The Tribunal agreed with the Council and held that payment in respect of this purely voluntary overtime should not be included in the calculation, appearing to take the approach that the effect of the EAT’s decision in Bear Scotland was that Article 7 of the WTD did not require voluntary overtime to be included in the calculation of statutory holiday pay.
However, commentators suggested that this decision was wrongly decided and it was appealed to the NICA on the basis that the Tribunal had appeared to misdirect itself when it applied the EAT’s decision in Bear Scotland to conclude that voluntary overtime (unlike non-guaranteed overtime), should not be included in holiday pay.
At the appeal hearing, the parties accepted that: “…insofar as the Tribunal found that Mr Patterson’s entitlement to paid annual leave should be calculated without taking into account voluntary overtime….the Tribunal had “fallen into error” (the Concession). Consequently, the Council appeared to concede that, in principle, voluntary overtime could be included in statutory paid leave provided that it is “normal remuneration” (i.e. intrinsically linked to the contractual tasks and exhibiting the necessary degree of permanence).
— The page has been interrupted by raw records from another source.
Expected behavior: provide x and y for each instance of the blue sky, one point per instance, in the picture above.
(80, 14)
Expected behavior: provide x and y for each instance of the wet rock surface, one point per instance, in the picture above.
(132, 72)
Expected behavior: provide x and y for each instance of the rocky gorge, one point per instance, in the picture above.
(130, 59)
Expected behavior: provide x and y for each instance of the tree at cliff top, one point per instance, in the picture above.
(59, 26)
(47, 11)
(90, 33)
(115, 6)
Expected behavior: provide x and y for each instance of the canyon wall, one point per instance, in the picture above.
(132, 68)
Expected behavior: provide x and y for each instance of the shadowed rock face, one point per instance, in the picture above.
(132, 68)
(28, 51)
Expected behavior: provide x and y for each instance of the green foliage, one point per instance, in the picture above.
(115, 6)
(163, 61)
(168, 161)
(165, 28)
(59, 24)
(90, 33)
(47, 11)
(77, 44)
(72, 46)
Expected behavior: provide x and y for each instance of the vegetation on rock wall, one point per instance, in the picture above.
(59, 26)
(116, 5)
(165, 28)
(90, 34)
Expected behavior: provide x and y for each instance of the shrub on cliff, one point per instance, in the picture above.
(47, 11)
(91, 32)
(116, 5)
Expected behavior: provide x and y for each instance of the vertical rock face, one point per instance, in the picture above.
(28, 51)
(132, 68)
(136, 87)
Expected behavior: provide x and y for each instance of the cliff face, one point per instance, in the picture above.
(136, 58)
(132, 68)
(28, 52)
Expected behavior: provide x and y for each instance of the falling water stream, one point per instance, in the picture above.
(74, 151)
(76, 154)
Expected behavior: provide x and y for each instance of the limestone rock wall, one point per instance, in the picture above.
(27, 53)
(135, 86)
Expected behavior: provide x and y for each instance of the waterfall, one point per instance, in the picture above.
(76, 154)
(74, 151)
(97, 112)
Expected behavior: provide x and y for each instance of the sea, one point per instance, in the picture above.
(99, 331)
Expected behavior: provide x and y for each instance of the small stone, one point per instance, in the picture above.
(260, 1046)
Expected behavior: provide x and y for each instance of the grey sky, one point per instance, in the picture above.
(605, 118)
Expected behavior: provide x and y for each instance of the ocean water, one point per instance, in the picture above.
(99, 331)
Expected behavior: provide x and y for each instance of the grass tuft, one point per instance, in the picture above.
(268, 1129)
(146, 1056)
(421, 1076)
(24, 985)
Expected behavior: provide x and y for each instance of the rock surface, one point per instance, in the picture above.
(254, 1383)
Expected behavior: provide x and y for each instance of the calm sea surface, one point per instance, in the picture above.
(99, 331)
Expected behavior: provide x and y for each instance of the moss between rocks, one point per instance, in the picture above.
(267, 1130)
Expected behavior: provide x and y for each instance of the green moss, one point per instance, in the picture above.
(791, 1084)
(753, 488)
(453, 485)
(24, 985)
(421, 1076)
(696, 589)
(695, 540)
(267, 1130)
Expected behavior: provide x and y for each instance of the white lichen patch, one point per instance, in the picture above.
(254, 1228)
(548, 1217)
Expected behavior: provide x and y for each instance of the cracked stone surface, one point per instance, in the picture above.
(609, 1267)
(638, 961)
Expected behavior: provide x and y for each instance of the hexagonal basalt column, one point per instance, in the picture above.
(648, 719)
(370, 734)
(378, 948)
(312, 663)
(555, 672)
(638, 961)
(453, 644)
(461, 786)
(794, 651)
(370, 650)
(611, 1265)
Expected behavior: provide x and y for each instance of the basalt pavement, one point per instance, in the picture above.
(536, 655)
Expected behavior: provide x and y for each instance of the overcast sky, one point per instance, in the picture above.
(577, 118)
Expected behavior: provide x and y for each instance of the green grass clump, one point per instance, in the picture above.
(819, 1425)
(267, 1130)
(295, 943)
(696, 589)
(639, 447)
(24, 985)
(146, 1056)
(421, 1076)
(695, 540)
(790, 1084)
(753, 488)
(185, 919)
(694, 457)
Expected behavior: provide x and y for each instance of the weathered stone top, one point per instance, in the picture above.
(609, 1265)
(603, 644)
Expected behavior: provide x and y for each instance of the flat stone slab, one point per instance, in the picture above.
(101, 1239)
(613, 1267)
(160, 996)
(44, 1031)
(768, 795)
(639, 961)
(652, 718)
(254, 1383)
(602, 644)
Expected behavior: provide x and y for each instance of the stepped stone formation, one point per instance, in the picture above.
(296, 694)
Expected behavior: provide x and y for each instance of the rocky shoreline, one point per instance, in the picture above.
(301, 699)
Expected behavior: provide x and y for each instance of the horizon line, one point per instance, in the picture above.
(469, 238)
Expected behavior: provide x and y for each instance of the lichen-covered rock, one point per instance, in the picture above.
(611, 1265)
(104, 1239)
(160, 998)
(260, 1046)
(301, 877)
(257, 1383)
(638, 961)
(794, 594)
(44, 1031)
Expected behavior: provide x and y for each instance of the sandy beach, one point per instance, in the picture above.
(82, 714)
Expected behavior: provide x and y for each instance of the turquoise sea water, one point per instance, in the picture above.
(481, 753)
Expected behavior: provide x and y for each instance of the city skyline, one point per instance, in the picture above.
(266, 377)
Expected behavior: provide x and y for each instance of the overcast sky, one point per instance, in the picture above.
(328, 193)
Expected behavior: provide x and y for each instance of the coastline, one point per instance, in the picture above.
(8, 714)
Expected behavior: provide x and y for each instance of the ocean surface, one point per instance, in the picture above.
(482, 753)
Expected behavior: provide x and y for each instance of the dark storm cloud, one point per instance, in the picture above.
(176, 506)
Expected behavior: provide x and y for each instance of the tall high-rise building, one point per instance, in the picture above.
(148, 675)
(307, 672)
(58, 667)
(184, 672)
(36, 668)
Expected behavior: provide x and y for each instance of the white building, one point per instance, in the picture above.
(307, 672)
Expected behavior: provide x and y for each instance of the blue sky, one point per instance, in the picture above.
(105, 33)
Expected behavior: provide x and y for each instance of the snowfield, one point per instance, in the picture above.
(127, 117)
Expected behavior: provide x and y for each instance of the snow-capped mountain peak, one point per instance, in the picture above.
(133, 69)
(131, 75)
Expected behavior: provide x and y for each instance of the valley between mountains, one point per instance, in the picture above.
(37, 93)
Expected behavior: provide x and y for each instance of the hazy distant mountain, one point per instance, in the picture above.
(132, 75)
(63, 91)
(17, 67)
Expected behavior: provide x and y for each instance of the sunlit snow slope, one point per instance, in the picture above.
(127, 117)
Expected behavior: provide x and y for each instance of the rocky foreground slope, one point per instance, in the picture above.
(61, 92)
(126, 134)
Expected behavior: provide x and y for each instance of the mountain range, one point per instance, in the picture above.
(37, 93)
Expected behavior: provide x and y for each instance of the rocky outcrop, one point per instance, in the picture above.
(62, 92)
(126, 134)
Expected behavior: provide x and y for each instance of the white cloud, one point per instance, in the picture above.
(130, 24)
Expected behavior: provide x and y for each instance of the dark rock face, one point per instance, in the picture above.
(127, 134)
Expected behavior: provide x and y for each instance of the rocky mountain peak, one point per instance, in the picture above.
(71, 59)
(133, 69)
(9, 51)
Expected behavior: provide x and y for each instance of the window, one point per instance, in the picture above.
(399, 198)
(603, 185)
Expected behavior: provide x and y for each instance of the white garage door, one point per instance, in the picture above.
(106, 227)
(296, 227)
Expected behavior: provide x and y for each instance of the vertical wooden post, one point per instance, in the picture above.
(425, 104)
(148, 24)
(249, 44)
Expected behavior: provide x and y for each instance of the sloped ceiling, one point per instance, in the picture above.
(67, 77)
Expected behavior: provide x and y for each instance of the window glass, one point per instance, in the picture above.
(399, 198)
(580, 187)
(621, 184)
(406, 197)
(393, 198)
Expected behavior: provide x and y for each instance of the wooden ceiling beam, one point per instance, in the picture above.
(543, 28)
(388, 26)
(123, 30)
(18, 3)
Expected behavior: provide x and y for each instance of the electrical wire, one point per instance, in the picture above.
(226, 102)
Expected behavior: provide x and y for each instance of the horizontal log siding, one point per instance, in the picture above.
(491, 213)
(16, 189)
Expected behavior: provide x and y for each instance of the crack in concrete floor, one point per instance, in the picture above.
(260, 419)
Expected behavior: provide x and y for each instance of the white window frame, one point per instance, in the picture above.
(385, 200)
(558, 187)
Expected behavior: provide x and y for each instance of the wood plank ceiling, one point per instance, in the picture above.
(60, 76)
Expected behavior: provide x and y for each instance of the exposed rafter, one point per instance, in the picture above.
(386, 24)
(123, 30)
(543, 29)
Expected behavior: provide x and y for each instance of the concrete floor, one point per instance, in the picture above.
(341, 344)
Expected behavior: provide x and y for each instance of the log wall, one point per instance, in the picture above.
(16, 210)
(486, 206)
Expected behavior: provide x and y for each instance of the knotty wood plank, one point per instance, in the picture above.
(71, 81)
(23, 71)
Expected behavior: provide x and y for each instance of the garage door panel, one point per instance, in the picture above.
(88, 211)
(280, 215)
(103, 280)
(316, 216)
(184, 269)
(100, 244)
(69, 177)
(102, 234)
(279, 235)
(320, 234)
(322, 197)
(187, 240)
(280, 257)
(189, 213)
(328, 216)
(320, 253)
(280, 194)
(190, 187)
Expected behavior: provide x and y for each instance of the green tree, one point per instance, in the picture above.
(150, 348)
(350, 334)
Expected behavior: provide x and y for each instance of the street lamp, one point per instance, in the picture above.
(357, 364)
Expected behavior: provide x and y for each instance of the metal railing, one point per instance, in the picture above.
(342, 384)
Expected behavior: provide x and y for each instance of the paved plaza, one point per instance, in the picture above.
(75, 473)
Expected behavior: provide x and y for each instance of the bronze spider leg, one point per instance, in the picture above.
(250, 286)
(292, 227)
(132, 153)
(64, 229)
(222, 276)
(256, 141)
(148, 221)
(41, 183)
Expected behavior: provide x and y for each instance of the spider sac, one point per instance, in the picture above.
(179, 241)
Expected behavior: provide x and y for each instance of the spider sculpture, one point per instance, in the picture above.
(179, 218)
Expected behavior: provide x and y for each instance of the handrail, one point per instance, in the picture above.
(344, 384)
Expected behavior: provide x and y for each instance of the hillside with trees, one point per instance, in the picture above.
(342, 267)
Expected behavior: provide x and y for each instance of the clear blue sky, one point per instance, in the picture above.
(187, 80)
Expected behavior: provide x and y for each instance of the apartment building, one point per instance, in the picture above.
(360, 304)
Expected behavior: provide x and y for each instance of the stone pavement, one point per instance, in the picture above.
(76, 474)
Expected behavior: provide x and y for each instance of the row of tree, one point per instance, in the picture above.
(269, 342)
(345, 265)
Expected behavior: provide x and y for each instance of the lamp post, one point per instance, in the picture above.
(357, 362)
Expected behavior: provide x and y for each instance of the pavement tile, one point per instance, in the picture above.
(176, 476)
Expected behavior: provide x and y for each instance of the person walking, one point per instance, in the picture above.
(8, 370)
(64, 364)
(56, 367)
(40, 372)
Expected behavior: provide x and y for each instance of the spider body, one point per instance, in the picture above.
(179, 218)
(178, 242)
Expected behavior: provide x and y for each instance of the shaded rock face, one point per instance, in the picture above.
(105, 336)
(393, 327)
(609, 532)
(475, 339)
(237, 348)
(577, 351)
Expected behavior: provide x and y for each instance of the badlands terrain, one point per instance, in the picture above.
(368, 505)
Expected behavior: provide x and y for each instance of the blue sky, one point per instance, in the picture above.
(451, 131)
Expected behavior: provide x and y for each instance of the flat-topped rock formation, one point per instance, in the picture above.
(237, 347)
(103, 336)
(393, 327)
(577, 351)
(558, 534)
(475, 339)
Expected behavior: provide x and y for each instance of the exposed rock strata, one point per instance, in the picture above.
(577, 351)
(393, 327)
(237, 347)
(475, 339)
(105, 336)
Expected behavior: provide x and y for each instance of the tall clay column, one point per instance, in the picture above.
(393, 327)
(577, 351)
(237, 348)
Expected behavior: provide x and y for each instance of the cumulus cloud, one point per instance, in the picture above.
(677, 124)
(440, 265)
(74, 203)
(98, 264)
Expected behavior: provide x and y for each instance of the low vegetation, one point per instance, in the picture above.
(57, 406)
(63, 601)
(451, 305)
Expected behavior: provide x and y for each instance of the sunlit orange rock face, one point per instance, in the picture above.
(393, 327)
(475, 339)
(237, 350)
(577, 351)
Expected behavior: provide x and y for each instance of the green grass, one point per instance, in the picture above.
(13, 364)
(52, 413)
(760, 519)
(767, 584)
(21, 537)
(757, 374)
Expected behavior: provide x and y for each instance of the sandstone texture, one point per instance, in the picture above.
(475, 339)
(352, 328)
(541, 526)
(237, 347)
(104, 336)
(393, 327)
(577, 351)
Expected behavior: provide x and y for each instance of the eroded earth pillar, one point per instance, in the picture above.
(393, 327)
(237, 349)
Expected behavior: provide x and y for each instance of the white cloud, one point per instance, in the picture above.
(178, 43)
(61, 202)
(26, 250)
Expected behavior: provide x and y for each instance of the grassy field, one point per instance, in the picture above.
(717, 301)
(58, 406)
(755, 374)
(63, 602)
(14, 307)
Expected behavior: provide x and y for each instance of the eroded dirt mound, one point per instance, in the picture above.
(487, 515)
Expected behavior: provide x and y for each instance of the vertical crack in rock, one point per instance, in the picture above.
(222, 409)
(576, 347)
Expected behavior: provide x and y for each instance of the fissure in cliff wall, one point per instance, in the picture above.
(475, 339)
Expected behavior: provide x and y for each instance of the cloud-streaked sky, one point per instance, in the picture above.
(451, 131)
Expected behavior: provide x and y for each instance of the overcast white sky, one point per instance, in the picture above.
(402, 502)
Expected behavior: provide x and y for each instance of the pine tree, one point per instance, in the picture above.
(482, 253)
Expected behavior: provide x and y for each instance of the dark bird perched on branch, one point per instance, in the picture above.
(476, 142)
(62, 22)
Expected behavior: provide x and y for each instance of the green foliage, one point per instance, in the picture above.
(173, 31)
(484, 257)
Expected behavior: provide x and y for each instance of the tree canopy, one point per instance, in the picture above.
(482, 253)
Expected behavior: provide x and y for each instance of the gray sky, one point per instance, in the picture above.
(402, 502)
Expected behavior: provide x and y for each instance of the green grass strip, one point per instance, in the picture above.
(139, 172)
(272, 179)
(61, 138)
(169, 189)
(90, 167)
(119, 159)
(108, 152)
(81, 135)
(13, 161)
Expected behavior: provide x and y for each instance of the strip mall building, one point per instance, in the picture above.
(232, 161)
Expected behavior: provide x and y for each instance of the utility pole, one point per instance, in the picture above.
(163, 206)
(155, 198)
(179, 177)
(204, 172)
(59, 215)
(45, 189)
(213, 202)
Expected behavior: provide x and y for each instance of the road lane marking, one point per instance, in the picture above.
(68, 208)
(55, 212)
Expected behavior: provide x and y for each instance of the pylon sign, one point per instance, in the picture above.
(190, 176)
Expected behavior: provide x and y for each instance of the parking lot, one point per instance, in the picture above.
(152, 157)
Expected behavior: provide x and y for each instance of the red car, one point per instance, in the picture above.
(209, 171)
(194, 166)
In light of the Concession, NICA held that the Tribunal was wrong to conclude that voluntary overtime cannot be included in statutory holiday pay as a matter of principle. They commented that, although the Concession had been well made, it meant NICA had been deprived of any full argument on the issue and that their conclusions must be read in this light and with that degree of caution attached to them. Therefore, they did not analyse in any detail the circumstances in which voluntary overtime could, or should, be taken into account and remitted the case back to the Tribunal for determination on its particular facts.
In summary, NICA:
-was satisfied that the employer had correctly conceded that, in principle, that there is no reason why voluntary overtime should not be included in statutory paid leave;
-confirmed that it will be a question of fact for each Tribunal to determine whether or not the voluntary overtime is normally carried out and the remuneration is sufficiently permanent to mean it should be included; and
-remitted the case back to the Tribunal for determination on its particular facts.
This is the first decision at appellate level in Northern Ireland and Great Britain which directly addresses the issue of voluntary overtime and the calculation of holiday pay. Where the Tribunal had previously held that purely voluntary overtime should not be included in the calculation of holiday pay, this decision means that voluntary overtime may, in principle, count towards holiday pay in Northern Ireland.
Although the decision is only binding in Northern Ireland and not the rest of the UK, NICA decisions are considered persuasive by British courts and tribunals where there are not existing binding cases on a point. Therefore, NICA’s decision could well influence the outcome of future cases in England and Wales and Scotland.
Following this decision, it seems likely that the focus in relation to voluntary overtime will fall to be a consideration of the facts of each particular case and whether the manner and regularity in which the voluntary overtime is worked meets the requirements of the ‘normal remuneration’ test.